I am very enthusiastic about both the targeting of budding endothelium (see integrin work from La Jolla Cancer Research Foundation, now Burnham Institute, or something like that) and the use of bacteria to deliver magic stuff (seeGrillot-Courvalin et al., Nature Biotechnology 16: 862). You also do not want to miss the work of David Bermudes (Vion, also doing prodrug stuff).

Any info you can gather on the investment quality of OXi would be appreciated.

Some day something wild is going to work. What can you say about a company that is targeting new endothelium, generating hypoxic environments, and using bacteria to deliver environment-specific genes? Other than "innovative", that is.

Thanks, good stuff. Landuyt is one serious radiation oncologist.

Rick

Cancer Res 1997 Oct 15;57(20):4537-44

Tumor-targeted Salmonella as a novel anticancer vector.

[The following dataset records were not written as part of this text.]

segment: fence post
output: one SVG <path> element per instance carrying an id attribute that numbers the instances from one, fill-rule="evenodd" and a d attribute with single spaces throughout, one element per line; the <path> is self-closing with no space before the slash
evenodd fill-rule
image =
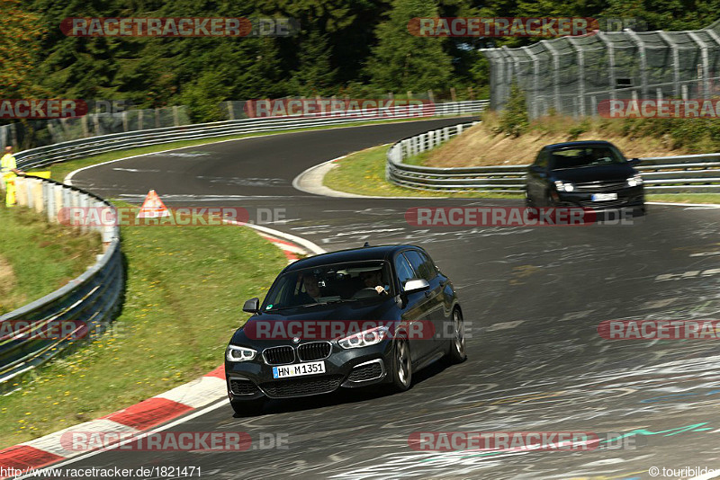
<path id="1" fill-rule="evenodd" d="M 42 213 L 45 209 L 45 196 L 43 195 L 44 191 L 42 188 L 43 182 L 40 179 L 33 179 L 32 183 L 33 207 L 36 212 Z"/>
<path id="2" fill-rule="evenodd" d="M 547 48 L 550 51 L 550 55 L 553 56 L 553 93 L 555 95 L 555 111 L 559 114 L 562 114 L 562 105 L 560 102 L 560 54 L 553 47 L 553 44 L 547 40 L 540 40 L 540 43 L 543 44 L 544 47 Z"/>
<path id="3" fill-rule="evenodd" d="M 17 123 L 11 123 L 10 124 L 10 145 L 14 147 L 16 149 L 20 149 L 18 138 L 17 138 Z"/>
<path id="4" fill-rule="evenodd" d="M 26 207 L 28 204 L 28 188 L 25 177 L 15 177 L 15 201 L 20 207 Z"/>
<path id="5" fill-rule="evenodd" d="M 572 37 L 565 37 L 567 40 L 572 45 L 575 49 L 575 54 L 578 56 L 578 77 L 580 80 L 580 116 L 585 116 L 585 54 L 582 51 L 582 46 L 578 45 L 577 39 Z"/>
<path id="6" fill-rule="evenodd" d="M 710 31 L 709 30 L 707 31 Z M 672 51 L 672 94 L 676 97 L 680 94 L 680 59 L 678 51 L 678 44 L 672 41 L 670 35 L 664 31 L 658 31 L 658 34 L 662 40 L 668 44 Z"/>
<path id="7" fill-rule="evenodd" d="M 705 44 L 700 37 L 694 31 L 688 31 L 688 36 L 690 37 L 695 43 L 700 48 L 700 58 L 703 61 L 702 67 L 702 85 L 703 85 L 703 98 L 710 98 L 710 66 L 709 58 L 707 55 L 707 45 Z"/>
<path id="8" fill-rule="evenodd" d="M 638 49 L 640 50 L 640 81 L 641 81 L 641 91 L 643 93 L 643 99 L 647 98 L 647 57 L 645 56 L 645 42 L 640 38 L 640 36 L 633 31 L 630 29 L 625 29 L 623 31 L 626 32 L 627 35 L 632 39 L 634 43 L 637 45 Z"/>
<path id="9" fill-rule="evenodd" d="M 598 35 L 598 38 L 600 39 L 605 44 L 605 48 L 608 49 L 608 60 L 610 64 L 608 68 L 608 72 L 610 76 L 610 88 L 612 89 L 613 93 L 615 93 L 615 89 L 617 86 L 617 81 L 615 77 L 615 45 L 613 45 L 612 41 L 608 40 L 608 37 L 604 32 L 598 31 L 596 34 Z"/>
<path id="10" fill-rule="evenodd" d="M 539 84 L 540 61 L 537 59 L 537 56 L 530 50 L 529 47 L 523 47 L 522 49 L 525 51 L 525 53 L 527 54 L 527 57 L 530 58 L 530 61 L 533 62 L 533 97 L 532 100 L 530 101 L 530 111 L 531 111 L 530 118 L 536 119 L 540 116 L 537 108 L 538 107 L 537 95 L 540 92 L 540 84 Z M 527 95 L 526 95 L 526 102 L 527 102 L 528 100 L 530 99 L 528 99 Z M 544 111 L 543 113 L 544 113 Z"/>
<path id="11" fill-rule="evenodd" d="M 50 182 L 42 182 L 45 197 L 45 216 L 48 218 L 48 223 L 54 223 L 55 219 L 55 185 Z"/>
<path id="12" fill-rule="evenodd" d="M 4 147 L 7 147 L 7 130 L 9 127 L 7 125 L 3 125 L 0 127 L 0 149 L 4 150 Z"/>

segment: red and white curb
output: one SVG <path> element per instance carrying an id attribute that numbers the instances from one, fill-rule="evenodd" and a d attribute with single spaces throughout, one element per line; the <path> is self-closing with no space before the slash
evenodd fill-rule
<path id="1" fill-rule="evenodd" d="M 266 227 L 244 225 L 255 229 L 261 236 L 281 248 L 288 257 L 289 262 L 298 260 L 299 255 L 325 252 L 304 238 Z M 74 457 L 86 455 L 88 451 L 94 450 L 67 449 L 61 440 L 63 434 L 70 431 L 82 431 L 86 434 L 112 432 L 122 433 L 120 437 L 126 440 L 130 435 L 135 437 L 170 420 L 205 407 L 227 395 L 225 366 L 221 365 L 200 378 L 176 387 L 123 410 L 0 450 L 0 467 L 5 471 L 13 468 L 28 472 L 32 468 L 42 468 Z M 119 440 L 118 442 L 120 441 Z M 107 445 L 102 448 L 107 448 Z M 4 478 L 11 477 L 0 474 L 0 480 Z"/>
<path id="2" fill-rule="evenodd" d="M 92 420 L 44 437 L 0 450 L 0 467 L 23 472 L 40 468 L 61 460 L 87 453 L 72 450 L 61 441 L 63 434 L 122 433 L 124 438 L 135 436 L 188 412 L 203 407 L 227 395 L 224 365 L 192 382 L 148 398 L 97 420 Z M 10 478 L 0 476 L 0 478 Z"/>

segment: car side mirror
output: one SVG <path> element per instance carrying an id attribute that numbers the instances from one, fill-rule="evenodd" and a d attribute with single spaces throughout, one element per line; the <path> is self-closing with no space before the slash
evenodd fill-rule
<path id="1" fill-rule="evenodd" d="M 417 291 L 427 290 L 430 284 L 425 279 L 412 279 L 405 282 L 405 293 L 415 293 Z"/>
<path id="2" fill-rule="evenodd" d="M 255 298 L 250 298 L 242 306 L 242 311 L 248 312 L 248 314 L 256 314 L 260 311 L 260 299 L 256 297 Z"/>

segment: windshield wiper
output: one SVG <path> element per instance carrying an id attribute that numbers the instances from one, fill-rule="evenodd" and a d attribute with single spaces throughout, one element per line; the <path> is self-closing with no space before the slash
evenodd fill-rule
<path id="1" fill-rule="evenodd" d="M 325 301 L 325 302 L 309 303 L 309 304 L 306 304 L 306 305 L 302 305 L 301 307 L 302 307 L 302 308 L 306 308 L 308 307 L 315 307 L 317 305 L 330 305 L 332 303 L 345 303 L 345 302 L 356 302 L 356 301 L 357 301 L 357 298 L 346 298 L 346 299 L 340 299 L 340 300 L 328 300 L 328 301 Z"/>

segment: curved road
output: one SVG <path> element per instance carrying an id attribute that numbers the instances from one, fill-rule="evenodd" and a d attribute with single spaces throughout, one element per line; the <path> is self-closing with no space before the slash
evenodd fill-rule
<path id="1" fill-rule="evenodd" d="M 270 227 L 326 250 L 421 244 L 453 279 L 472 338 L 468 361 L 430 367 L 404 394 L 273 401 L 252 418 L 227 405 L 171 429 L 286 434 L 284 449 L 109 451 L 68 467 L 194 466 L 213 479 L 649 478 L 651 467 L 720 467 L 718 343 L 597 333 L 610 319 L 720 318 L 720 210 L 651 206 L 632 226 L 418 228 L 405 221 L 409 208 L 519 202 L 328 200 L 292 186 L 320 162 L 459 121 L 234 140 L 78 173 L 74 184 L 134 202 L 155 189 L 168 204 L 240 206 L 251 218 L 256 209 L 284 209 L 287 222 Z M 408 437 L 418 431 L 615 440 L 594 451 L 418 452 Z"/>

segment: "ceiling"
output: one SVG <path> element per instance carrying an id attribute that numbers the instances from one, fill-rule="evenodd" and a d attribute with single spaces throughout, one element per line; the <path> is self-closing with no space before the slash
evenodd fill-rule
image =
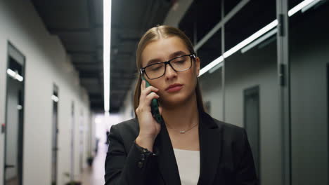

Pawelek JM, Low KB, Bermudes D

Department of Dermatology, Yale University School of Medicine, New Haven, Connecticut 06520, USA.
sodi@biomed.med.yale.edu

There has been little investigation of bacteria as gene delivery vectors. Here, we demonstrate that genetically engineered
Salmonella have many of the desirable properties of a delivery vector, including targeting of multiple tumors from a distant
inoculation site, selective replication within tumors, tumor retardation, and the ability to express effector genes, such as the
herpes simplex virus thymidine kinase (HSV TK). When wild-type Salmonella were introduced into melanoma-bearing mice,
the bacteria were found within the tumor at levels exceeding 10(9) per g, although as pathogens, they caused the death of the
mice. However, when attenuated, hyperinvasive auxotrophic mutants were used, the tumor-targeting and amplification
phenomena were retained, whereas their pathogenicity was limited. With such attenuated strains, the tumor:liver ratios ranged
between 250:1 and 9000:1. When these auxotrophs were inoculated i.p. into C57B6 mice bearing B16F10 melanomas, they
suppressed tumor growth and prolonged average survival to as much as twice that of untreated mice. A plasmid containing the
HSV TK gene with a beta-lactamase secretion signal was constructed that, when expressed, resulted in translocation to the
periplasm and phosphorylation of the prodrug ganciclovir. Melanoma-bearing animals inoculated with HSV TK-expressing
Salmonella showed ganciclovir-mediated, dose-dependent suppression of tumor growth and prolonged survival in addition to
that seen with bacteria alone. The results demonstrate that attenuated Salmonella would be useful both for inherent antitumor
activity and delivery of therapeutic proteins to cancer cells in vivo.